233 Jupiter-Mars = 520.814y
477 Jupiter-Earth = 520.912y
(477 – 233 = 244 Mars-Earth: see above)

803 Jupiter-Venus = 521.025y
326 Venus-Earth = 521.176y
(803 – 326 = 477 Jupiter-Earth)

847 Venus = 521.072y
2163 Mercury = 520.95y
44 Jupiter = 521.955y

1316 V-Me = 520.873y
2119 J-Me = 520.9286y
1642 E-Me = 520.934y

9. tallbloke says:

Interesting list OB. A few derivatives

233 Jupiter-Mars -Fibonacci number 233
326 Venus-Earth -Fibonacci numbers 233+89 = 322 (-4)
847 Venus -Fibonacci numbers 610+233 = 843 (-4)
2119 J-Me -Fibonacci numbers 1597+377+144 (-1)

10. oldbrew says:

Re: ‘9 draconic years = 4 Mars-Earth conjunctions (ratio = 3² : 2²)’

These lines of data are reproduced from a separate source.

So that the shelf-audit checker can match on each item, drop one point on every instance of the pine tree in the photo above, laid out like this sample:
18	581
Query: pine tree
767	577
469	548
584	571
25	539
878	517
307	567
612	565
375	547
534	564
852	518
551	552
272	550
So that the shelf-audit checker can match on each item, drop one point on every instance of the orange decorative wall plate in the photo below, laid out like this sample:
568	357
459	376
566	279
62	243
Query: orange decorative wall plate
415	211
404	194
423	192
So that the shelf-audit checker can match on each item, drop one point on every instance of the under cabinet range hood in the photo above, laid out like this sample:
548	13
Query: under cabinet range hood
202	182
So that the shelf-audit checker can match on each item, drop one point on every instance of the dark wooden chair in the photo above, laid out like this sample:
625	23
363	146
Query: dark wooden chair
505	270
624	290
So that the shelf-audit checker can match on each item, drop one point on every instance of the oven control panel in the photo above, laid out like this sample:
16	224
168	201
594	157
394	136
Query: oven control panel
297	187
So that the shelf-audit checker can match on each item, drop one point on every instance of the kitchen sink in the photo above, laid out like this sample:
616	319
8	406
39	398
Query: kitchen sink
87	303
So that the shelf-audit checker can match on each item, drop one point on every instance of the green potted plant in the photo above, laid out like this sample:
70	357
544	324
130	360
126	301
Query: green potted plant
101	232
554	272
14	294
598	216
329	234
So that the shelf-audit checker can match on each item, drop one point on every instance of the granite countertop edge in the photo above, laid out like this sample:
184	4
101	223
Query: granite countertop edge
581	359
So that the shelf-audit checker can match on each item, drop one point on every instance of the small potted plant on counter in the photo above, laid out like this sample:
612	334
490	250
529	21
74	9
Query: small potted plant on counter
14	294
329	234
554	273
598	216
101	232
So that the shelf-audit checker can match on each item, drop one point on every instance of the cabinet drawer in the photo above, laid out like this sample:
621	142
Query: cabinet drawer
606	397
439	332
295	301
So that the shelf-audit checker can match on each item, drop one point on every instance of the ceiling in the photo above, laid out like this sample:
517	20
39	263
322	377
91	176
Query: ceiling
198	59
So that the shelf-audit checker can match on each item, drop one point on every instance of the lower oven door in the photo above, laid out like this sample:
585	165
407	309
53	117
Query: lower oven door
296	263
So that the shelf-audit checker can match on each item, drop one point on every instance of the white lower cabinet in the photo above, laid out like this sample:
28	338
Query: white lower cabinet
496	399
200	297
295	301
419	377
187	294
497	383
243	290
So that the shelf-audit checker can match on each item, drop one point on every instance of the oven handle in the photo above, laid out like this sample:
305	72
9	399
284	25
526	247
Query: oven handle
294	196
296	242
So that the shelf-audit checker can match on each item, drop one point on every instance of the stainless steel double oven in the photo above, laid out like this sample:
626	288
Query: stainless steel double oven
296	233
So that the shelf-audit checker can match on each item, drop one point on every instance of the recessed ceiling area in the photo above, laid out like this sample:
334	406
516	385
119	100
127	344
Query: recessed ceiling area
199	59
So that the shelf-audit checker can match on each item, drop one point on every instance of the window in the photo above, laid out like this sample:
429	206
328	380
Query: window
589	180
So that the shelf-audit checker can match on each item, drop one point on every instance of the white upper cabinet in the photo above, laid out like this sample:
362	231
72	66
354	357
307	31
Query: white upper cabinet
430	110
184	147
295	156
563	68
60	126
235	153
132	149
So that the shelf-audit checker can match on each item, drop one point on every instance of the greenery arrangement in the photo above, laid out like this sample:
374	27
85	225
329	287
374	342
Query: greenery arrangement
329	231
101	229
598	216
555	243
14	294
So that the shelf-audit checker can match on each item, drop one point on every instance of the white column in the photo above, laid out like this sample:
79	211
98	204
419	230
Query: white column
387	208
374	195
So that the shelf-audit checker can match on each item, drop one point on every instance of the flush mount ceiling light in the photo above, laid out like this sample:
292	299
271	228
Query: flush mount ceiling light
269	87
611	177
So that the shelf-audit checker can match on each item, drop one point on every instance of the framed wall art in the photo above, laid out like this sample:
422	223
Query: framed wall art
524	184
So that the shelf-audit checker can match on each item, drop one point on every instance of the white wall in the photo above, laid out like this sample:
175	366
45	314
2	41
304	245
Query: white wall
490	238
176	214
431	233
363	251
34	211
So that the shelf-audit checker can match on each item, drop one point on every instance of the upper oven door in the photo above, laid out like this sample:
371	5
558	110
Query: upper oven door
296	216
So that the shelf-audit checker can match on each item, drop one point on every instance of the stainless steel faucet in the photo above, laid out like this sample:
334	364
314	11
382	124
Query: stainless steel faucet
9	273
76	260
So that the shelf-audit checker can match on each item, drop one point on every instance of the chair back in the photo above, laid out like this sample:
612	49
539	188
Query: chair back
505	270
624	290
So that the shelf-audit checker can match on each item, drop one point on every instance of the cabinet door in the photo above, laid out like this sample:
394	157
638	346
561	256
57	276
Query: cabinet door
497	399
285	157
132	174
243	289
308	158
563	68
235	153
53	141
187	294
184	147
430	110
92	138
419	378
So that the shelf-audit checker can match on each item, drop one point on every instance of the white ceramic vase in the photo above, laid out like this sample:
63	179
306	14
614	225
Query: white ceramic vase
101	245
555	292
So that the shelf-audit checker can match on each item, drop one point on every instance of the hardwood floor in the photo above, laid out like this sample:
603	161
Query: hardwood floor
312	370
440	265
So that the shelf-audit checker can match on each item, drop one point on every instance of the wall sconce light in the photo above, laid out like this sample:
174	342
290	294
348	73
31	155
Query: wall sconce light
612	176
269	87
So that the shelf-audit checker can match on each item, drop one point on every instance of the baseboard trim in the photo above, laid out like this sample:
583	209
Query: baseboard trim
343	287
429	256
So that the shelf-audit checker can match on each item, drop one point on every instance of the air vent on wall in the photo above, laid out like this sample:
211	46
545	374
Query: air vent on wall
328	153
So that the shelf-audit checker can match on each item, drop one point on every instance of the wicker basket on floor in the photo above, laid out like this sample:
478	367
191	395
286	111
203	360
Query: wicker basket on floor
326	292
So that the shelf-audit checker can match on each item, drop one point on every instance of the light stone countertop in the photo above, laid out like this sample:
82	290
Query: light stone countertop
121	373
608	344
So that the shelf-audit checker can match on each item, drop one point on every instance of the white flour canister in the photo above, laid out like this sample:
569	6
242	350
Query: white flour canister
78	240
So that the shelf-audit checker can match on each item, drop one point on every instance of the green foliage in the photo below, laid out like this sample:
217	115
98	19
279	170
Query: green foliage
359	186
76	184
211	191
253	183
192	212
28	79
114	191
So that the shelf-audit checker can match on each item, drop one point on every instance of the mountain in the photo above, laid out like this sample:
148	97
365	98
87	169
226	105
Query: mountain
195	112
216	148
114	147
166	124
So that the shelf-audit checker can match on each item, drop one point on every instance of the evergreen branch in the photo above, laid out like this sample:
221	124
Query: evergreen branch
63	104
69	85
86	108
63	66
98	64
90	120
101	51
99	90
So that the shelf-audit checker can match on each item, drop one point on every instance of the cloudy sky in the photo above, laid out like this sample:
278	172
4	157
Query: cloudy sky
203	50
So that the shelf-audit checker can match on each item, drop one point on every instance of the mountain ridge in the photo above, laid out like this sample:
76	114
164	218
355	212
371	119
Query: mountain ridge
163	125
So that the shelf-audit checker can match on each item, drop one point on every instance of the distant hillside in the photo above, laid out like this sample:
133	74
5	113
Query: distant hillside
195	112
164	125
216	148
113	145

9 DY x 33 (297) = 250 full moon cycles (= 132 Mars-Earth)

TB: careful with those additions – almost any number can be the sum of three Fibonacci numbers 😉
Best to focus on neighbour planets for conjunctions, because others will be additions e.g. 244 Mars-Earth and 326 Venus-Earth means 570 Venus-Mars (847 Venus – 277 Mars).

11. tallbloke says:

OB: almost any number can be the sum of three Fibonacci numbers

Sure. I was looking for phi2 linked pairs again.

It might be an interesting exercise to see what pattern emerges out of the numbers which can’t be expressed as an addition of three Fibonacci numbers.

New post looks good. Go for it.

12. oldbrew says:

TB: Re post – may need to add a couple of lines to it first.

‘233 Jupiter-Mars – Fibonacci number 233’

Yes that’s an interesting one. These planets are neighbours obviously.
521 / square root of 5 = 232.99829, i.e. almost 233.
phi = ((square root of 5) + 1) / 2

Also there’s very little difference between the synodic periods of Earth-Mars and Jupiter-Mars (almost exactly 1/100th of a year). We don’t see that anywhere else in the solar system re. neighbouring planets.